In this way, we change the original operation of updating an interval into the operation of updating two points.

3. Interval update and interval query

The tree like array of difference values described above can get the value of a point. If you need both interval update and interval query. Can we still use difference?
From the previous knowledge, we can get:
Σni=1a[i] = Σni=1 Σij=1d[j];
That is, a[1] + a[2] +... + a[n]

= (d[1]) + (d[1] + d[2]) + ...... + (d[1] + d[2] +...... + d[n])

= n * d[1] + (n - 1) * d[2] + ...... + d[n]

= n * (d[1] + d[2] + ...... + d[n]) - (0 * d[1] + 1 * d[2] + ...... + (n - 1) * d[n])

Then the above formula becomes Σ ni=1a[i] = n * Σ ni=1d[i] - Σ ni=1(d[i] * (i - 1)).
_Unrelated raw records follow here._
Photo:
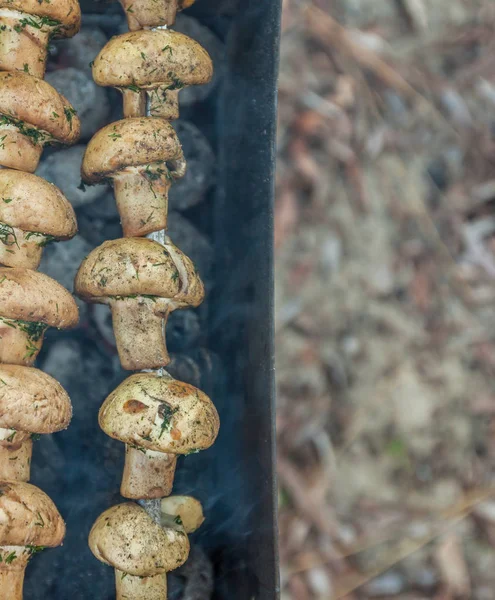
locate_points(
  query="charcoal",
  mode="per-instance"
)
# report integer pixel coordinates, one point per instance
(80, 50)
(191, 27)
(196, 575)
(96, 231)
(193, 243)
(61, 260)
(104, 208)
(185, 369)
(183, 330)
(191, 189)
(199, 367)
(64, 170)
(89, 100)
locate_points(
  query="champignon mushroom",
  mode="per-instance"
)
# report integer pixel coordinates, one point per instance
(141, 157)
(33, 213)
(32, 114)
(26, 28)
(143, 14)
(29, 523)
(30, 302)
(158, 418)
(185, 509)
(31, 403)
(142, 282)
(154, 63)
(141, 552)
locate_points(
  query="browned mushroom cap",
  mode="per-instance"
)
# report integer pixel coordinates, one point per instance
(160, 62)
(157, 414)
(29, 517)
(29, 303)
(142, 157)
(32, 114)
(143, 282)
(29, 522)
(142, 14)
(33, 212)
(31, 402)
(26, 27)
(186, 508)
(126, 538)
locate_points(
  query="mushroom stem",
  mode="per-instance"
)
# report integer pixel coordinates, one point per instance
(147, 474)
(139, 333)
(23, 47)
(19, 249)
(12, 572)
(164, 103)
(16, 346)
(26, 155)
(131, 587)
(15, 458)
(134, 103)
(142, 200)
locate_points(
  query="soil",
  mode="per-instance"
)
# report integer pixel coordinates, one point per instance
(385, 284)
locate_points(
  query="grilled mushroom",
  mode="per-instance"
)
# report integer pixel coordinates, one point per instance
(26, 28)
(31, 403)
(158, 418)
(29, 523)
(30, 302)
(143, 14)
(185, 508)
(32, 114)
(141, 552)
(141, 157)
(155, 63)
(33, 213)
(142, 282)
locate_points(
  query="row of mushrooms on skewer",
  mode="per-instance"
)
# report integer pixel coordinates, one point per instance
(33, 213)
(142, 280)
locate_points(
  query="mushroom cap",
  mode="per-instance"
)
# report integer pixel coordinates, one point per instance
(187, 508)
(36, 103)
(129, 143)
(153, 14)
(138, 267)
(160, 414)
(32, 204)
(32, 401)
(150, 58)
(31, 296)
(28, 516)
(126, 538)
(66, 12)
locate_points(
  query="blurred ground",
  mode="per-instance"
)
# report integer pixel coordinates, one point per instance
(385, 280)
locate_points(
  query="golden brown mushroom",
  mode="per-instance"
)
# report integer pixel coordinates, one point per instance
(143, 14)
(157, 64)
(185, 509)
(158, 418)
(33, 213)
(141, 157)
(30, 302)
(126, 538)
(142, 282)
(32, 114)
(29, 523)
(31, 403)
(26, 27)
From this formula, we need to maintain two tree arrays,
That is sum1[i] = d[i], sum2[i] = d[i] * (i - 1).

#include <iostream>

using namespace std;

int n, m;
int a[50010] = { 0 };
int sum1[50010];        //Maintenance (d[1] + d[2] +... + d[n])
int sum2[50010];        //Maintenance (0 * d[1] + 1 * d[2] +... + (n - 1) * d[n])

int Lowbit(int x)
{
    return x & (-x);
}

void Update(int i, int k)
{
    int x = i;     //The initial value of i should not be changed. Save it with x

    while(i <= n)
    {
        sum1[i] += k;
        sum2[i] += k * (x - 1);
        i += Lowbit(i);
    }
}

int Query(int i)
{
    int res = 0, x = i;

    while(i > 0)
    {
        res += x * sum1[i] - sum2[i];
        i -= Lowbit(i);
    }

    return res;
}

int main()
{
    cin >> n >> m;

    for(int i = 1; i <= n; i++)
    {
        scanf("%d",&a[i]);

        Update(i, a[i] - a[i - 1]);
    }

    while(m--)
    {
        int choose;

        scanf("%d",&choose);

        if(choose == 1)
        {
            int x, y, k;

            scanf("%d%d%d",&x,&y,&k);

            Update(x, k);
            Update(y + 1, -k);
        }
        if(choose == 2)
        {
            int x, y;

            scanf("%d%d",&x,&y);

            int sum = Query(y) - Query(x - 1);  //In the process of Query(y), the value before x is also added, so it needs to be subtracted

            printf("%d\n",sum);
        }
    }
}

2, Tree array to solve the number of pairs in reverse order

1. What is the reverse order pair?

Let A be an ordered set of N numbers (n > 1), where all numbers are different.
If there is A positive integer i, j such that 1 ≤ I < J ≤ n and A [i] > A [J], then < A [i], A [J] > the ordered symmetry is an inverse pair of A, also known as the inverse number.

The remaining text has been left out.